SELECT player_start_date
from "Snowflake-PQ3".PQ3.RAW."EVENT_GAMETRANSACTION_RAW"
limit 100

Attached is the profile for this query:

[53ad29c5-a5e7-46b6-828e-42087962f13f.zip|attachment](upload://7vCtbBDcJn9ebJZ9S6396iUANyv.zip) (21.3 KB)

SELECT player_start_date
from "Snowflake-PQ3".PQ3.RAW."EVENT_GAMETRANSACTION_RAW"
limit 100

Of note, it executed and completed very quickly. Snowflake saw a query come through that included the “limit 100”:

-- this comes from the "query history" view in Snowflake
SELECT "EVENT_GAMETRANSACTION_RAW"."PLAYER_START_DATE"
FROM "PQ3"."RAW"."EVENT_GAMETRANSACTION_RAW" LIMIT 100

Whereas with this query:

SELECT
cast(player_start_date as date) as player_start_date,
cast(event_date as date) as eventDate,
datediff(cast(event_date as date),cast(player_start_date as date)) as days_between
from "Snowflake-PQ3".PQ3.RAW."EVENT_GAMETRANSACTION_RAW"
limit 100

Snowflake sees only this come through (no “limit”):

-- this comes from the "query history" view in Snowflake
SELECT "EVENT_GAMETRANSACTION_RAW"."PLAYER_START_DATE", "EVENT_GAMETRANSACTION_RAW"."EVENT_DATE"
FROM "PQ3"."RAW"."EVENT_GAMETRANSACTION_RAW"

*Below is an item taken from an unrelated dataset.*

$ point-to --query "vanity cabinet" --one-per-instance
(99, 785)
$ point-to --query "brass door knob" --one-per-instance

It appears that Dremio decided to get all the raw data from Snowflake and then use its own cast() and datediff() functions before it applied the “limit”.

I’m seeing this same problem with other queries like this, where it’s a select query with some transformations on the columns and a “group by” clause, e.g. remove double-quotes, cast to a different data type and then group by the resulting values, etc.

Dremio sends a query to Snowflake that returns the relevant columns, but all the rows; and then Dremio applies the transformations and grouping. This results in very slow query times when Dremio is geographically far away from Snowflake; it downloads all the raw data, when it would be dramatically faster to just have Snowflake do the transformations and grouping.

The scary part is that over time a query via that had been performant could suddenly become intensely slow; or a reflection could suddenly start taking hours to complete, when previously it was fast.

@capnjosh Should not do a FTS (Full Table Scan), as I had said, atleast 1 batch needs to complete which in your case ws 4K records. Have you tried a similar query against Postgres or SQL server or Oracle or MySQL? What happens? The LIMIT is expected to be pushed down

I haven’t tried this with any other database engines - Snowflake is where the vast majority of our data resides. I’ll see if I can get something set up and try it out.